Can I have that in writing? The importance of written agreements between doctors

Starting a new medical practice is an exciting time. You’ve taken the leap to set up your own practice with a small group of colleagues you know and trust. You all get along well, and you share similar ideas about how a practice should be run. Why would you go to the trouble of hiring a lawyer and spending thousands of dollars to draw up an agreement to govern your relationship with your new business partners? Shouldn’t a simple handshake agreement be enough?

Lawyers have a saying: you don’t need an agreement until, suddenly, you do. The truth is that a handshake agreement probably is good enough, as long as your practice remains in this initial state of harmony. While everyone is getting on well and everything is going to plan, agreements sit untouched in drawers. Minor issues are easy to deal with while everyone is feeling generous and cooperative.

Unfortunately, as a medical practice grows and encounters obstacles, aspirations and circumstances can change, and the harmony can wear thin. Sometimes it is an unexpected event that raises questions no-one thought about when the business began – this could be as minor as a disagreement over how to deal with a problematic employee, or as major as a doctor being found guilty of professional misconduct. Sometimes cracks appear because a practice is successful, and business partners find that amounts of money that previously weren’t worth arguing about gradually become contentious. All agreements come to an end eventually, one way or another. Those are the situations in which a written agreement drafted by an experienced lawyer becomes invaluable.

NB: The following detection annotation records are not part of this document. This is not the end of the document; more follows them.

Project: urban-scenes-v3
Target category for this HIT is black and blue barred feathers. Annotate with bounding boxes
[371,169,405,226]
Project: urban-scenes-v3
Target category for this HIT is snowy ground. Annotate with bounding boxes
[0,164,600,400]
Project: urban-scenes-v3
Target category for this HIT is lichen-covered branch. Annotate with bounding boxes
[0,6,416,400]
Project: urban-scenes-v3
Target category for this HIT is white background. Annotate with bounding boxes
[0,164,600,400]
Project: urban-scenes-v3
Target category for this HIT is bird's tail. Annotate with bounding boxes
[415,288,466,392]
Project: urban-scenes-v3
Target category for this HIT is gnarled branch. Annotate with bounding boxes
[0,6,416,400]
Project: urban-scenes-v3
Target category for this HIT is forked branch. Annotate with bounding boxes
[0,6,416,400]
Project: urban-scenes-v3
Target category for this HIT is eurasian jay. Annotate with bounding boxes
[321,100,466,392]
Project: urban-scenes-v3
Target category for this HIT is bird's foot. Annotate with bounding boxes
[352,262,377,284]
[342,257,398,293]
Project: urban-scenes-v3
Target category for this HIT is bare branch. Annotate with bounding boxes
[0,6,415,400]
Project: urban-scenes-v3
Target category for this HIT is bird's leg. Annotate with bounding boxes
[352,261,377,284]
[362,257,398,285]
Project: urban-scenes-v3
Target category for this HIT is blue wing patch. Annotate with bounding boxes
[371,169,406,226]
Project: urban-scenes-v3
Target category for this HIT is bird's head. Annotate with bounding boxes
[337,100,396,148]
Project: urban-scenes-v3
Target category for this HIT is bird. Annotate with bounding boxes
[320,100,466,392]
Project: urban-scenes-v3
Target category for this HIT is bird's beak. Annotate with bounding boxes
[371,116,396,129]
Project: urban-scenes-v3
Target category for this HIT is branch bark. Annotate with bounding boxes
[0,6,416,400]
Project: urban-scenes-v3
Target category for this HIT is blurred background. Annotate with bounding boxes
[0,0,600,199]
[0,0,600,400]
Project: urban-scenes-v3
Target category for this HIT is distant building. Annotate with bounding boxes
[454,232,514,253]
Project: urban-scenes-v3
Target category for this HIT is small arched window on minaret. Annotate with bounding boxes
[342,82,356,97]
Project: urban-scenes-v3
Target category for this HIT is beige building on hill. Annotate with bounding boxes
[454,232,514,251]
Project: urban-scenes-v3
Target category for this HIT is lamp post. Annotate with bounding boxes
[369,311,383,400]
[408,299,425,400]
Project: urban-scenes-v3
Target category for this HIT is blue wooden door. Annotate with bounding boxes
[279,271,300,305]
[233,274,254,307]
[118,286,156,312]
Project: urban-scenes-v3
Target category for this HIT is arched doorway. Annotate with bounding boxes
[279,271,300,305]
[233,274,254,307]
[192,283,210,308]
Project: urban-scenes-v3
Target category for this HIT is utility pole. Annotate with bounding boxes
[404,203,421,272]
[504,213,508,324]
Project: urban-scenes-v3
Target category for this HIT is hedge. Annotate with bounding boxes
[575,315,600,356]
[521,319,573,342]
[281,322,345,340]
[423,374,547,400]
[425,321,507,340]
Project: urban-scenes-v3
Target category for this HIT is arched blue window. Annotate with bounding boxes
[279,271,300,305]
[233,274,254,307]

Verbal handshake agreements can be just as legally binding as written ones. However, written agreements have two big advantages.

Firstly, a written agreement allows the parties to fix their agreement about how the practice should be run while they are still feeling harmonious and generous towards each other. It is relatively easy to reach agreement about how to handle potential problems in a business relationship in advance, when the problems are only theoretical in nature. Written agreements allow the parties to record their agreed position about how issues will be managed before they know which side of the problem they will find themselves on, and self-interest takes effect.

Secondly, a written agreement prepared by an experienced lawyer will provide for a whole range of “what if” issues that the parties might otherwise never consider, such as:

  • What happens if a doctor decides to change their area of practice?
  • What happens if a doctor fails to meet professional standards?
  • What happens to a partner’s interest if they become temporarily or permanently incapacitated or die?
  • What happens if a partner becomes insolvent, are guilty of misconduct, or simply begins to neglect the business?
  • What happens if a partner decides they want to leave and set up their own competing practice down the street?

These issues may not arise, but if they do, a written agreement ensures that everyone understands their rights and obligations and can avoid legal disputes which can easily cost ten or twenty times more than the cost of preparing the agreement. Prevention is better – and substantially cheaper - than a cure.